La sindrome è stata riconosciuta in 9 pazienti appartenenti a
due famiglie italiane e una francese, accomunati da
microcefalia, alterazioni cerebrali alla risonanza magnetica,
grave disabilità intellettiva, caratteristiche morfologiche
riconoscibili del volto, ritardo della crescita intrauterina e
bassa statura.
La ricerca ha avuto origine dal lavoro clinico della dott.ssa
Pinella Failla e dei colleghi dell'IRCCS Oasi di Troina su una
numerosa famiglia consanguinea con più persone affette da
disabilità intellettiva.
Casi analoghi sono stati successivamente individuati in una
seconda famiglia italiana seguita presso lo stesso istituto e,
attraverso il confronto con altri ricercatori, in una famiglia
francese.
Determinante è stata la combinazione tra genetica familiare e
moderne tecnologie di sequenziamento del Dna. In questa fase ha
avuto un ruolo centrale Marco Fichera che, insieme ai biologi
dei laboratori di Genetica Medica dell'IRCCS Oasi di Troina e
del Policlinico "G. Rodolico-San Marco" di Catania, ha
individuato, attraverso una mappatura estesa all'intero genoma
mediante analisi di linkage, la regione cromosomica coinvolta
nella malattia, circoscrivendo la ricerca e ponendo le basi per
l'identificazione di GIT1 mediante sequenziamento dell'esoma.

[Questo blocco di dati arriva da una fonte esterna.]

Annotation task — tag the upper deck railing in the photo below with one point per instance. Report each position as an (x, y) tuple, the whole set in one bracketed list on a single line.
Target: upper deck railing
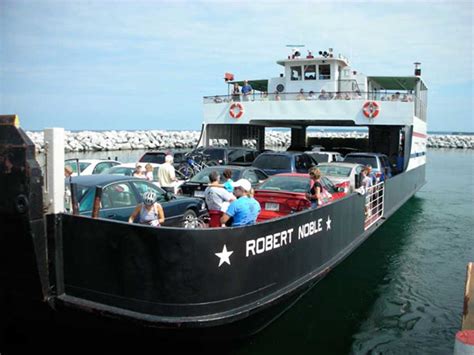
[(308, 96), (400, 96)]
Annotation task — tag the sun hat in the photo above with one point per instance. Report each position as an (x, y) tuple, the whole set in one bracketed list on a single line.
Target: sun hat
[(244, 184)]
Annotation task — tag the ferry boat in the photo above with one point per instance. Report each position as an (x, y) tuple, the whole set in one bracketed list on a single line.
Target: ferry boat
[(230, 281)]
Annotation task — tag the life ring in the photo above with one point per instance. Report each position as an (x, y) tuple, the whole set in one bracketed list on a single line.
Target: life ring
[(371, 109), (236, 106)]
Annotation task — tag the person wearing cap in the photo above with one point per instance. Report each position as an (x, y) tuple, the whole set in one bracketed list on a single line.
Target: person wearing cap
[(217, 199), (246, 90), (245, 209)]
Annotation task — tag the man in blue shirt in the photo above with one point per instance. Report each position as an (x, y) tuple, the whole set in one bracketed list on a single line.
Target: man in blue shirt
[(246, 90), (245, 209)]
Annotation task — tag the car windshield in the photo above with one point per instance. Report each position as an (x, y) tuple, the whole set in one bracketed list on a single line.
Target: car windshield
[(320, 158), (203, 175), (85, 197), (157, 158), (73, 164), (214, 154), (337, 171), (277, 162), (286, 183), (362, 159), (119, 170)]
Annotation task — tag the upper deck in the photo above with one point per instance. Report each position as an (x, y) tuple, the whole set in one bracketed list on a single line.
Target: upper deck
[(321, 90)]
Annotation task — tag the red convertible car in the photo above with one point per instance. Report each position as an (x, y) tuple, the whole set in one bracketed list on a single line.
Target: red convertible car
[(283, 194)]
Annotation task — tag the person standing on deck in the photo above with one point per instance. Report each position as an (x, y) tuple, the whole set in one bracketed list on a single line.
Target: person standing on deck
[(217, 199), (315, 193), (246, 90), (245, 209), (236, 93)]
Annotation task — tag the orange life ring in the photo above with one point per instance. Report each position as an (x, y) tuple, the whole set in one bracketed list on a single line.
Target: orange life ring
[(236, 106), (371, 109)]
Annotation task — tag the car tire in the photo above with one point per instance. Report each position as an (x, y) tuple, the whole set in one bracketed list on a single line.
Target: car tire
[(186, 171), (190, 219)]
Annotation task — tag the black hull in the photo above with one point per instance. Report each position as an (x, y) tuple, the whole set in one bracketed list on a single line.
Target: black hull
[(202, 282), (171, 279)]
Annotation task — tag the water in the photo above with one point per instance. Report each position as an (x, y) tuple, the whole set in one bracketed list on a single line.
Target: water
[(401, 292)]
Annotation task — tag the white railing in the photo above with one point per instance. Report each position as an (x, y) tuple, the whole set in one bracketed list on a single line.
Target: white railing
[(374, 197)]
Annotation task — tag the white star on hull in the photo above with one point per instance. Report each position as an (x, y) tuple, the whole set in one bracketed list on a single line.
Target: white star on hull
[(224, 256)]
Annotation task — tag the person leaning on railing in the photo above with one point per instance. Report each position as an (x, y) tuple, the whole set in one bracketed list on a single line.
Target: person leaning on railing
[(246, 90), (236, 92)]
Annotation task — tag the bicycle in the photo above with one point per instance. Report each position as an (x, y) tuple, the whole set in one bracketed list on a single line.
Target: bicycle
[(193, 164), (198, 222)]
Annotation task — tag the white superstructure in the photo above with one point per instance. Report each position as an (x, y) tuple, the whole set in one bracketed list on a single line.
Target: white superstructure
[(324, 90)]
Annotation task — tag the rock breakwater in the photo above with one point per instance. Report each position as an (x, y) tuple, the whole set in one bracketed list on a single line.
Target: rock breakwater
[(154, 139)]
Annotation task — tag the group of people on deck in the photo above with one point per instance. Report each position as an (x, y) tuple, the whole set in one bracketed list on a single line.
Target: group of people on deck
[(229, 203)]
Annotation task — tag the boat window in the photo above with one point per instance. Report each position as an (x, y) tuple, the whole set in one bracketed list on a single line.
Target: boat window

Un contributo decisivo è venuto da Marco Tartaglia e dal suo
gruppo dell'ospedale pediatrico Bambino Gesù di Roma che, dopo
aver indipendentemente identificato GIT1 come gene malattia
candidato per questa nuova condizione del neurosviluppo, hanno
confermato sperimentalmente il ruolo causale delle varianti
patogenetiche di GIT1 mediante studi funzionali in vitro e in
vivo utilizzando il modello zebrafish.